Por Milton T. Mendonça

O mistério de Elisa – 3º Capítulo

Elisa abriu os armários e encontrou uma quantidade de roupas fora do normal. As cores vivas variavam de tonalidade como um jardim na primavera. Sapatos, cintos, bolsas estavam penduradas, ou acondicionadas em lugar feito sob medida, esperando para ser usadas. Pegou a caixa de polímero transparente sobre o móvel e deslizou os dedos sentindo sua textura. Nunca vira nada igual. Fora lapidada à mão tinha quase certeza. Era uma obra de arte. Encontrou o dispositivo imperceptível aos olhos ao passar os dedos em uma das faces. Sentiu um relevo e o apertou por instinto. Ouviu o clique pela terceira vez naquele dia e a tampa pulou deixando-a ver uma quantidade formidável de adereços em seu interior. Anéis, brincos, pulseiras, correntes variadas e multicores foram aparecendo conforme ia depositando sobre a cama. Pegou um anel e virou-o contra a luz, somente para perceber que não existia um foco de luz no quarto, a luminosidade era distribuída por todo o ambiente a partir da parede. “A mesma tecnologia do elevador” – pensou consigo mesma maravilhada – A pedra do anel cintilou em suas mãos. “Esmeralda verdadeira!” – exclamou entusiasmada –“E deste tamanho! Deve valer uma fortuna”.

– Elisa! Venha ver uma coisa!

João apareceu na porta. Sua agitação a perturbou e por um segundo sentiu medo. Acompanhou-o e o viu parar no parapeito da grande janela do terraço, olhar para fora e se virar em sua direção. Seu sorriso era contagiante.

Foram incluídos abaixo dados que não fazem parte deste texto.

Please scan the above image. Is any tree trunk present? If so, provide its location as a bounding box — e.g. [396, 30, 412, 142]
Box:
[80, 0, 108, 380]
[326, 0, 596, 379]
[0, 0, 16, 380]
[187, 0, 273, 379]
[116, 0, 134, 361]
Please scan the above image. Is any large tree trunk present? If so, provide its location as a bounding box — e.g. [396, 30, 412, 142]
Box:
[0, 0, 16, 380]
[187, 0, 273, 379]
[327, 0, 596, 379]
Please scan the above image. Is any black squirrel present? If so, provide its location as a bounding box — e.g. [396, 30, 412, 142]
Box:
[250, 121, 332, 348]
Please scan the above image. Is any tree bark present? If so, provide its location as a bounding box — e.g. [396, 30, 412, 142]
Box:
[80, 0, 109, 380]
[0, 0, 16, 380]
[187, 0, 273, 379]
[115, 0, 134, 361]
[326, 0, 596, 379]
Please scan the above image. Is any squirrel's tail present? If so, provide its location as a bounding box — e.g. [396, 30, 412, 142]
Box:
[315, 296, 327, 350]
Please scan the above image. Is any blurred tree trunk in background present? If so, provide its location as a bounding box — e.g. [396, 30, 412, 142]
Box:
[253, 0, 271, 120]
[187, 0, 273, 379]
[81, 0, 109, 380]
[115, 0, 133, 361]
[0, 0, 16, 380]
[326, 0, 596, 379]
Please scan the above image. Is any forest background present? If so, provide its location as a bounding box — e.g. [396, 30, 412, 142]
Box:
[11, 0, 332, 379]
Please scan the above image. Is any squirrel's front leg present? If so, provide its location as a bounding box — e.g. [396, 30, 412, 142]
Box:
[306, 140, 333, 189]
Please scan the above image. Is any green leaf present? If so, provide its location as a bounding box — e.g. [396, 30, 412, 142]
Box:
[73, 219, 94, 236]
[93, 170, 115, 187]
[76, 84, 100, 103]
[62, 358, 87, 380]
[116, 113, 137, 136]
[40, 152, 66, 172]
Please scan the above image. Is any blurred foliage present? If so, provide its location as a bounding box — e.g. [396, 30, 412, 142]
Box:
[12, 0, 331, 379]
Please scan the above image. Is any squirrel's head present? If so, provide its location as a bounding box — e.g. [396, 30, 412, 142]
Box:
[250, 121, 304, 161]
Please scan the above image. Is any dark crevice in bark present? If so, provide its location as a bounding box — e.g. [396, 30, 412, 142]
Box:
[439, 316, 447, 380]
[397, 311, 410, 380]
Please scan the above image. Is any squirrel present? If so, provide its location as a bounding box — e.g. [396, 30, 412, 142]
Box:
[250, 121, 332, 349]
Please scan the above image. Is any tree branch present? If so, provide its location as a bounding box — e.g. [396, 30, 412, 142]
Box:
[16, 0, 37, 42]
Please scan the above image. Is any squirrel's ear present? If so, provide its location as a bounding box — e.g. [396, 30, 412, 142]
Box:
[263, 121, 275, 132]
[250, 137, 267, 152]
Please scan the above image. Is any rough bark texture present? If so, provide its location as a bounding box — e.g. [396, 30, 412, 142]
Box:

-Veja! Apontou para o horizonte.

Aproximou-se e não conseguiu acreditar em seus olhos ao ver o mar ao longe e uma imensa cidade toda iluminada abaixo, acompanhando o relevo do terreno.

– Como pode! Perguntou para João que sorria feito criança.

– É uma civilização perdida – respondeu alegre admirando a paisagem.

– Perdida não é! – murmurou maravilhada.

Ao longe se via a baía em forma de ferradura com uma ponte pênsil belíssima saindo de uma avenida larga e arborizada, no canto direito de onde estavam. Deslizava suavemente em curvas até o meio da baia, bifurcava se abrindo como o bulbo de uma flor estilizada e, enquanto um braço voltava à margem alguns quilômetros à esquerda retomando a avenida que era o berço de todo o trafego da cidade, o outro se dirigia para a divisa do mar aberto se deitando sobre o oceano, às portas de um porto todo de vidro onde barcos com um formato pouco convencional esperavam passageiros ancorados em um amplo cais. Olhando para baixo, no vazio deixado pelo desvio da ponte, onde deveria ter um abismo, um palácio com torres, pátios, estufas, cascatas e um lago com centenas de flamingos estava encravado como a jóia em um anel real.

Na orla do mar um imenso jardim cobria todo seu perímetro e se afastava muitos metros da margem. Bancos dispostos em círculos, retângulos e trapézio foram distribuídos randomicamente por toda área criando nichos onde grupos de pessoas podiam sentar e conversar entre flores coloridas, plantadas seguindo desenhos com uma lógica própria e diferente de tudo que Elisa vira até aquele momento. Ela estava eufórica.

O teto muitos metros acima era azulado e emitia uma luz forte como se fosse um dia de verão, estavam próximo ao meio dia.

– Que maravilhoso! Exclamou estupefata.

– Como é possível? Olha os prédios…

Elisa virou a cabeça e olhou para os prédios assombrada, centenas deles, como estalactites saiam do teto e se fincavam no solo rochoso. Como acabamento muita cor misturada a alguma resina vitrificada. Era lindo de se ver. Milhares de janelas, umas abertas outras fechadas encheu Elisa com uma sensação de curiosidade. Na base dava para ver calçadas e avenidas cortando toda extensão como uma tabela onde cada célula circular fora preenchida com um edifício, mas tendo a preocupação de deixar espaço suficiente entre eles para ver o mar.

– É de perder o fôlego.

Um roçar de tecido alcançou o ouvido de Elisa que estava preste a dizer mais alguma coisa. Voltou-se assustada e, parada com as mãos entrelaçadas, no colo, uma linda moça esperava pacientemente.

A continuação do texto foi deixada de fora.